# New lights



## kor (Dec 22, 2015)

I finally broke down and bought some really good lights for photography. What a difference! 


View attachment 168010View attachment 168011


----------



## 2find4me (Dec 22, 2015)

Wow... So that's how they make the white background. Nice bottles!


----------



## Nevadabottles (Dec 22, 2015)

Those pictures are very nice and I like the Waner's Safe Diabetes cure bottle.


----------



## Bass Assassin (Dec 23, 2015)

Got to love the mouth on those tippecanoe's.


----------



## Harry Pristis (Dec 23, 2015)

kor said:


> I finally broke down and bought some really good lights for photography. What a difference!

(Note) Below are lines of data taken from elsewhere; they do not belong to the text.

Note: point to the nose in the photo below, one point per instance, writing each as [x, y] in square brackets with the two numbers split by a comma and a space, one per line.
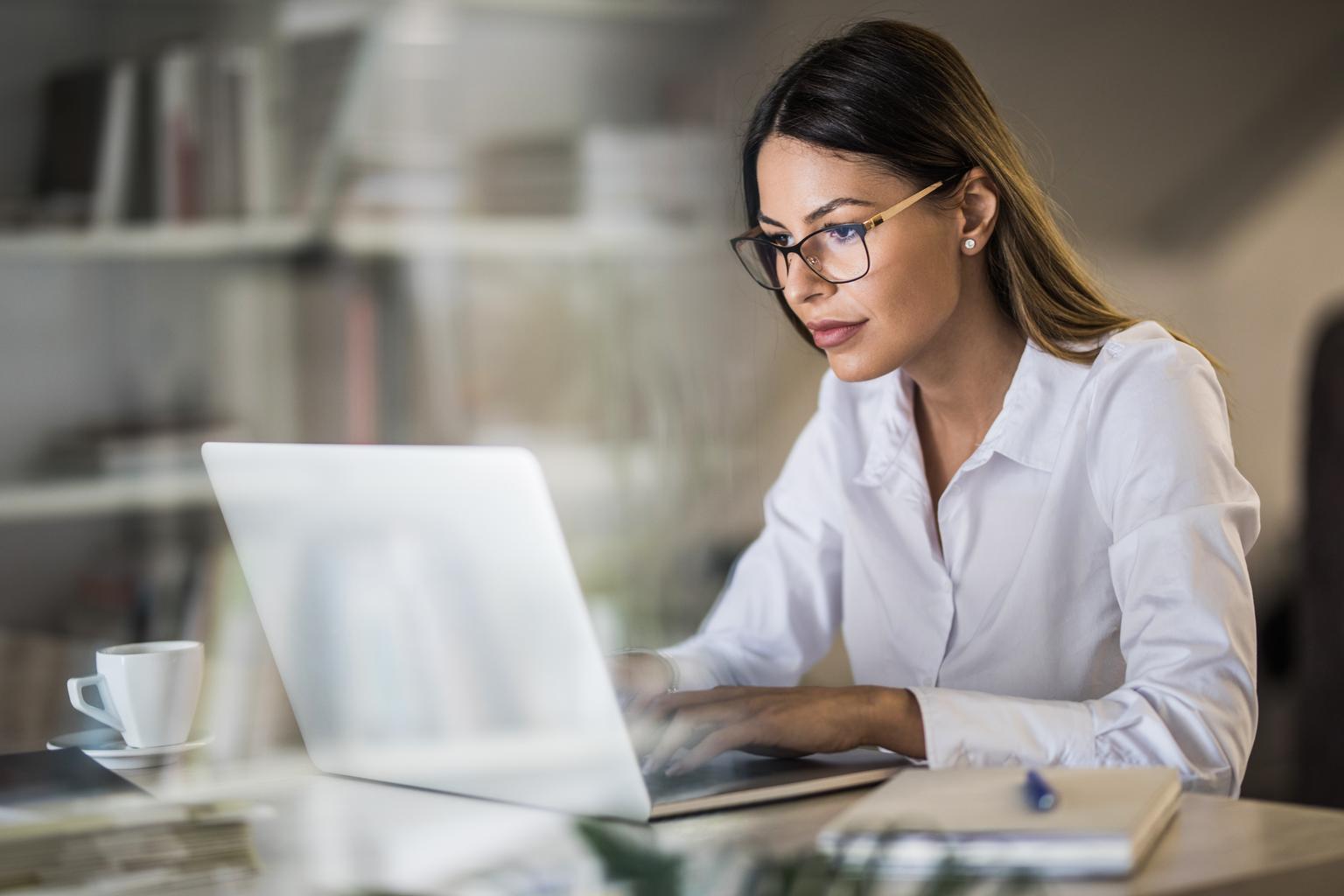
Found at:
[802, 283]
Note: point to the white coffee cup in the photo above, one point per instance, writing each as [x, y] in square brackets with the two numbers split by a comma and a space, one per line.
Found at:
[148, 690]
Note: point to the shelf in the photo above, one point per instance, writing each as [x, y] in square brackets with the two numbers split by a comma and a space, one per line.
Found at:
[518, 240]
[159, 241]
[107, 494]
[521, 240]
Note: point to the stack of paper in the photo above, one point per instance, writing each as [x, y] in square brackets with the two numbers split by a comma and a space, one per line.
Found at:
[120, 844]
[1103, 825]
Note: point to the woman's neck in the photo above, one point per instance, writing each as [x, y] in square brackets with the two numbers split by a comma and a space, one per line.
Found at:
[964, 373]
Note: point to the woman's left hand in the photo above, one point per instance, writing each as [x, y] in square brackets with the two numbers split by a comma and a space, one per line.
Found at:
[779, 722]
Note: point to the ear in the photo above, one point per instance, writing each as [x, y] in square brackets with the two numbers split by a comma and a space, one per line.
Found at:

Nice bottles, nice images!  How about describing your new lights and the set-up you used to produce the images.  Many of us might benefit from your experience.


----------



## kor (Dec 23, 2015)

Thanks guys!


Harry Pristis said:


> Nice bottles, nice images!  How about describing your new lights and the set-up you used to produce the images.  Many of us might benefit from your experience.



Sure thing. I threw together a quick pic to show my basic set-up. You need to adjust  the light up/down and farther/closer to the bottle depending on your  camera settings and strength of your lights. I put a white piece of card stock behind mine and really use the over head light for back lighting. This helps the bottle and the background look more separate. 
View attachment 168041

The lights I bought are here:
http://www.amazon.com/gp/product/B00V9VON2U?psc=1&redirect=true&ref_=oh_aui_detailpage_o03_s00


----------



## Harry Pristis (Dec 23, 2015)

Nice!  Daylight CFLs are a boon to our image-making!  I use CFLs, color-corrected flourescents, and even color-corrected LEDs for some purposes.


----------



## ScottBSA (Jan 5, 2016)

Very nice photos.
Thanks for the info on your set up as well.  Some day I'll figure it out as well.

Scott


----------